Simulation-Augmented Hysteresis Compensation in Continuum Surgical Robots Via Residual Learning
Haolin Jiang, Thiusius R. Savarimuthu, Di Wu
AI summary
Problem
Continuum surgical robots suffer from tip positioning errors due to unmodeled nonlinear hysteresis, while purely data-driven compensation methods require extensive real-world training data that risks system wear and is time-consuming.
Approach
The method first computes residual actuation corrections to align a finite-element digital twin with sparse real data, then generates large-scale synthetic trajectories to train a deep learning inverse kinematics controller on a hybrid dataset.
Key results
- Achieves tip positioning errors of 1.344–3.678 mm on unseen trajectories
- Reduces normalized trajectory error to 2.0–5.3% under large bending
- Outperforms nominal model-based controllers in precision and hysteresis compensation
- Enables accurate open-loop control using only sparse real robot data
Why it matters
Provides a scalable, wear-free pathway for precise continuum robot control in minimally invasive surgery by bridging simulation and reality with minimal physical data.
Abstract
Continuum robots show promise for minimally invasive surgery, but suffer from tip positioning errors due to hysteresis.
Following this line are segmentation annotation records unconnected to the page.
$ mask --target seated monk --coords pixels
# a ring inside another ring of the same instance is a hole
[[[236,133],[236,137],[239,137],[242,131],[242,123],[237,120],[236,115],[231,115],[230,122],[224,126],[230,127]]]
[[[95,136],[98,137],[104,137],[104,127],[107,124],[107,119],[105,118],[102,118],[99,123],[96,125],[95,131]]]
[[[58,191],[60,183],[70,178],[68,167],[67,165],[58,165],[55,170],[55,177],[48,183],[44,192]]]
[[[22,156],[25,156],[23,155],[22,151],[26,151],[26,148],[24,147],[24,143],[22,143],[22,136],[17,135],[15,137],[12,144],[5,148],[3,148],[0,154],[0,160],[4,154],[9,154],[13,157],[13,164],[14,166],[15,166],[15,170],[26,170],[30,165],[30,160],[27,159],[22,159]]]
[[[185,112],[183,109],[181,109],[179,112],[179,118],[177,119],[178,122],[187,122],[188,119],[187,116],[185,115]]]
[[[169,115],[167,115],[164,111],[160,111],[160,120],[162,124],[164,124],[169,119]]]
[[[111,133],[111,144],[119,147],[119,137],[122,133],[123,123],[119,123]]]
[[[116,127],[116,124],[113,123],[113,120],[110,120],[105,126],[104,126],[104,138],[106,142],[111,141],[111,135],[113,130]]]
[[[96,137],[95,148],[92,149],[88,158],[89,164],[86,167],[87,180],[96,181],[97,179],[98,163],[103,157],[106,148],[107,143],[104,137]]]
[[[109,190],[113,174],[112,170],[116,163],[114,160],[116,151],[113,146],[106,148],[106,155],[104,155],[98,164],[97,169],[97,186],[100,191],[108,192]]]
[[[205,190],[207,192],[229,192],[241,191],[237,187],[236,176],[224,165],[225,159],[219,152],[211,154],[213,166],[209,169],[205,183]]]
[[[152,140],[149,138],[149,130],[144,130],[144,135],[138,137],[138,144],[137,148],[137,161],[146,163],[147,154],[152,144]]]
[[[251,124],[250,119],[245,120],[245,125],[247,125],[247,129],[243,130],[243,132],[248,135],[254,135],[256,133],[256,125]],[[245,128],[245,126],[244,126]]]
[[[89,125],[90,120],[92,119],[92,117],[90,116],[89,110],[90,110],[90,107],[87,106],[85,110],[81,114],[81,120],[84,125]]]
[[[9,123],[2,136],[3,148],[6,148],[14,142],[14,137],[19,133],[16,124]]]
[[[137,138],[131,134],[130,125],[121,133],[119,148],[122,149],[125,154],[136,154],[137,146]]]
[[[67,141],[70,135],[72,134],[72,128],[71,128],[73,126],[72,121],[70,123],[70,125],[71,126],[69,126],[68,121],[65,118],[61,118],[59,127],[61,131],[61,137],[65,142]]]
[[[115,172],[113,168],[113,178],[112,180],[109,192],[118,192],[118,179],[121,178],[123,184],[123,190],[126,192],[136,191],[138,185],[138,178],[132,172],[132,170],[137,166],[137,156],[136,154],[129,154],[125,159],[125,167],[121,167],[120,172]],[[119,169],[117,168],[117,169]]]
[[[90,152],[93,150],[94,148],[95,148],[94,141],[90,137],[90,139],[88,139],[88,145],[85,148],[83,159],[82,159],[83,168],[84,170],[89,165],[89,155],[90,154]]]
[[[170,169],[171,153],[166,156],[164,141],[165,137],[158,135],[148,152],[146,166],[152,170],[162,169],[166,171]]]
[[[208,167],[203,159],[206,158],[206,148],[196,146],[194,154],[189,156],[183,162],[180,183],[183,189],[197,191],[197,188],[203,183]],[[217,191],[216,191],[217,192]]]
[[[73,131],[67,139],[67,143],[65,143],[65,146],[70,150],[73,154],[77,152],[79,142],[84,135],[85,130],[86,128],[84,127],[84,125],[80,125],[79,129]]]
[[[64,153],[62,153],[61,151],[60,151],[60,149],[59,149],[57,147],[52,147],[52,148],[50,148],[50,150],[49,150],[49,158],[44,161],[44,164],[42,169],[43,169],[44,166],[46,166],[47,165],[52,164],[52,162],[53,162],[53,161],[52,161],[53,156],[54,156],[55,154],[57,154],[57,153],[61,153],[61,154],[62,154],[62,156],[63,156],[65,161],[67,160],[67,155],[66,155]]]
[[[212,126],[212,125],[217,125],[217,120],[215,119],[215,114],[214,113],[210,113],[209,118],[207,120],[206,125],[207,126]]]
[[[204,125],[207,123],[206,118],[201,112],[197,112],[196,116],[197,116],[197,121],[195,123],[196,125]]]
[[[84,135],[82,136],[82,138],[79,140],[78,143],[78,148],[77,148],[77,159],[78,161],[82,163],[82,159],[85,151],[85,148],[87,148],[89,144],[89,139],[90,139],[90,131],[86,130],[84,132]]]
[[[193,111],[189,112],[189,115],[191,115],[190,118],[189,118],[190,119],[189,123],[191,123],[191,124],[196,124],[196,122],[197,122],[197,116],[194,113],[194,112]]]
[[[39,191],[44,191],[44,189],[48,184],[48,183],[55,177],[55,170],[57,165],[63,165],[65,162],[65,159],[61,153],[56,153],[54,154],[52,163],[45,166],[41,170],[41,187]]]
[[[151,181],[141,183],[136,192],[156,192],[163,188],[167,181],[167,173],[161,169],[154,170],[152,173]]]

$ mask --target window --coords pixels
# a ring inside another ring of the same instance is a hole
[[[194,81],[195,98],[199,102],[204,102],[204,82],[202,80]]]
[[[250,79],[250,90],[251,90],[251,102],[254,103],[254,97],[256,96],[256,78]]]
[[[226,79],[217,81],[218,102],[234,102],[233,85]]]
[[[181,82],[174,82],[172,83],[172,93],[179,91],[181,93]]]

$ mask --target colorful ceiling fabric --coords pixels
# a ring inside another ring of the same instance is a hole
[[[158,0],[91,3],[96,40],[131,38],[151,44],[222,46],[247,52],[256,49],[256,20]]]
Pure analytical models struggle to capture nonlinear effects, while data-driven methods typically demand extensive amounts of robot training data, potentially leading to increased system wear. To overcome the limitations of both analytical and data-driven methods, we propose a novel Real2Sim2Real framework that establishes a Finite-Element (FE) digital twin of a continuum robot. The framework is structured in two stages. We first collect a small amount of real hysteresis data and identify the tendon-space residual actuation displace- ment required to minimize the pose error between the finite- element (FE) model and the physical robot. These residual displacements are then applied as auxiliary tendon inputs to enhance the realism of the simulation, ensuring that the hysteresis behavior of the digital twin aligns with that of the physical system. This enables the generation of a large-scale, high-fidelity synthetic dataset at minimal cost, substantially expanding the available training data. In the second stage, we train a deep-learning (DL)–based inverse kinematics model that maps desired tip poses to primary tendon displacements, using a hybrid dataset composed of both real and simulated data. The key advantage of this approach is that it achieves a high-accuracy controller while requiring only a small amount of real robot data. The trained controller was evaluated on various 2D trajectories. Results demonstrate effective hysteresis compensation, achieving tip positioning errors between 1.344 mm and 3.678 mm on unseen trajectories, even under large bending conditions. When normalized by the trajectory range, the error falls between 2.0% and 5.3%. Compared to a nominal model-based controller, the proposed simulation-augmented inverse controller achieves substantially higher precision and superior hysteresis compensation in continuum surgical robots.